Assim, resta evidente a ilegitimidade da Ré, pois foi celebrado Contrato de Compra e Venda de Terreno e Mútuo para Construção de Unidade Habitacional, Alienação Fiduciária em Garantia, Fiança e Outras Obrigações com a Caixa Econômica Federal, e a rescisão somente pode ser pretendida com relação a este contrato.

DA TUTELA ANTECIPADA

A concessão da tutela antecipada exige a presença de certos requisitos, materializados na prova inequívoca que convença da verossimilhança da alegação, conciliada com o fundado receio de dano irreparável ou de difícil reparação, ou ainda, quando caracterizado o abuso de direito de defesa ou mesmo, o manifesto propósito protelatório, nos termos do artigo 300 do Diploma Processual Cível.

A prova inequívoca é a prova substancial capaz de provocar o convencimento do juízo acerca das alegações da parte, da legitimidade e da legalidade do direito material postulado pela parte.

Segundo o professor Elpídio Donizetti Nunes, na obra Curso Didático de Direito Processual Civil (2004):

"Prova inequívoca entende-se a prova suficiente para levar o juiz a acreditar que a parte é titular do direito material disputado.

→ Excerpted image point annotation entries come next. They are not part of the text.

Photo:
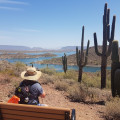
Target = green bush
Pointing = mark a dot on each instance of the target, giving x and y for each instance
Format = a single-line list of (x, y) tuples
[(77, 93), (49, 71), (113, 109)]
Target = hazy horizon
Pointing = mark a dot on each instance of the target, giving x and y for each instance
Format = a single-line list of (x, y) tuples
[(53, 24)]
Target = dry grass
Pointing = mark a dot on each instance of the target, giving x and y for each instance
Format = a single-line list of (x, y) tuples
[(113, 109)]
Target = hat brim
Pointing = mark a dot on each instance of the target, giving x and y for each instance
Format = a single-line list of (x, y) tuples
[(34, 77)]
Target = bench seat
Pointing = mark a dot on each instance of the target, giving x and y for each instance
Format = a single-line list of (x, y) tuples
[(10, 111)]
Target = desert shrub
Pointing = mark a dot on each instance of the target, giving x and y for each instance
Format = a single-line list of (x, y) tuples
[(5, 80), (46, 79), (77, 93), (91, 79), (18, 68), (61, 85), (70, 74), (49, 71), (113, 109)]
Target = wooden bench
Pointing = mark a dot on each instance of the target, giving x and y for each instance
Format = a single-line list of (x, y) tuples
[(10, 111)]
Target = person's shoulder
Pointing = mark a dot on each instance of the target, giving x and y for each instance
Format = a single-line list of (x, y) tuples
[(37, 84)]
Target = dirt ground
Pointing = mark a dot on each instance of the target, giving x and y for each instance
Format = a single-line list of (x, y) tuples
[(83, 111), (55, 98)]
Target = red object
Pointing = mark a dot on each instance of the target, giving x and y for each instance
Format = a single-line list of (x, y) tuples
[(14, 99)]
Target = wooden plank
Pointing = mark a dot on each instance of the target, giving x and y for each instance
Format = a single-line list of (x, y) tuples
[(32, 114), (34, 108), (6, 116)]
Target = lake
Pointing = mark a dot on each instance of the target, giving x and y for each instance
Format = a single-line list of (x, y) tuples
[(57, 67)]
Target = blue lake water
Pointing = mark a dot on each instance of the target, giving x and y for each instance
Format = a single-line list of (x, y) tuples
[(57, 67)]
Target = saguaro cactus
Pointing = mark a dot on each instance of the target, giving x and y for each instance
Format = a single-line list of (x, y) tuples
[(77, 56), (106, 38), (81, 60), (115, 70), (64, 62)]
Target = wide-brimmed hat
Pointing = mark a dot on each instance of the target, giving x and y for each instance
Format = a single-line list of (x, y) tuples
[(31, 74)]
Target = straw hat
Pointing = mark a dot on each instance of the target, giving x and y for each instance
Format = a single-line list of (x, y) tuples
[(31, 74)]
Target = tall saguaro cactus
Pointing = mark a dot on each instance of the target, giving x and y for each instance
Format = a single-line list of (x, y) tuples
[(115, 70), (106, 38), (82, 61), (64, 62)]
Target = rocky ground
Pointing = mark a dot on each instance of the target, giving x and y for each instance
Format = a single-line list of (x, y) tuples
[(54, 98)]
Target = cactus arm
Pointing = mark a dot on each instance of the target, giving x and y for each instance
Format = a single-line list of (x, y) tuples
[(96, 45), (112, 36), (113, 29), (86, 56), (77, 55), (115, 55), (64, 62), (82, 44)]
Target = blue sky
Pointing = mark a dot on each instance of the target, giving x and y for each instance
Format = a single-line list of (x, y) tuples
[(54, 23)]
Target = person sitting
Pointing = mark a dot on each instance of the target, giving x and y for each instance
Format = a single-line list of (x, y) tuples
[(30, 89)]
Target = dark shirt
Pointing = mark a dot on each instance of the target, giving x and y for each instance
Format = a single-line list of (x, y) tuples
[(35, 89)]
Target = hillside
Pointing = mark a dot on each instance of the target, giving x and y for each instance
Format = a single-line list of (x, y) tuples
[(93, 59)]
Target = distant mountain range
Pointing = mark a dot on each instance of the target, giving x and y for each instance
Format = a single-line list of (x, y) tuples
[(24, 48)]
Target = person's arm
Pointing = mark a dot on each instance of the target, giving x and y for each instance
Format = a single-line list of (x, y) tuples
[(43, 95)]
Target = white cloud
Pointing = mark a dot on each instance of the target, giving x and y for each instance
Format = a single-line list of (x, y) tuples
[(13, 2), (30, 30), (9, 8)]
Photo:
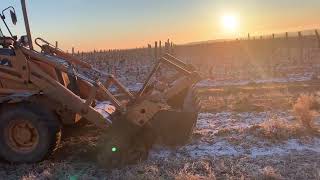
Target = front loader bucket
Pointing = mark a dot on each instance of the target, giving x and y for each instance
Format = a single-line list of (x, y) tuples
[(173, 127)]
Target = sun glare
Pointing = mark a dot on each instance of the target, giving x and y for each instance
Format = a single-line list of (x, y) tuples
[(230, 22)]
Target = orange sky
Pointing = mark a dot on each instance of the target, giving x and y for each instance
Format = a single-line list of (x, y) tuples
[(111, 24)]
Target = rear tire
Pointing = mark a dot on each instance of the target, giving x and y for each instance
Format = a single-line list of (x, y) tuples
[(28, 133)]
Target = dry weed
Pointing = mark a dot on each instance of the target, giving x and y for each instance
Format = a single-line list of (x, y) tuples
[(305, 108), (194, 171), (276, 129)]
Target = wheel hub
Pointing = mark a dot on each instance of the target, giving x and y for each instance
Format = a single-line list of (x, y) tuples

Trata-se de um juízo provisório. Basta que no momento da análise do pedido de antecipação, todos os elementos convirjam no sentido de aparentar a probabilidade das alegações".

Da mesma forma, o Mestre Carreira Alvim leciona:

"Prova inequívoca deve ser considerada aquela que apresenta um grau de convencimento tal que, a seu respeito, não possa ser oposta qualquer dúvida razoável, ou, em outros termos, cuja autenticidade ou veracidade seja provável." (ALVIM, J. E. Carreira. Ação Monitória e Temas Polêmicos da Reforma Processual. 2a. Edição. Belo Horizonte: Del Rey, 1996.).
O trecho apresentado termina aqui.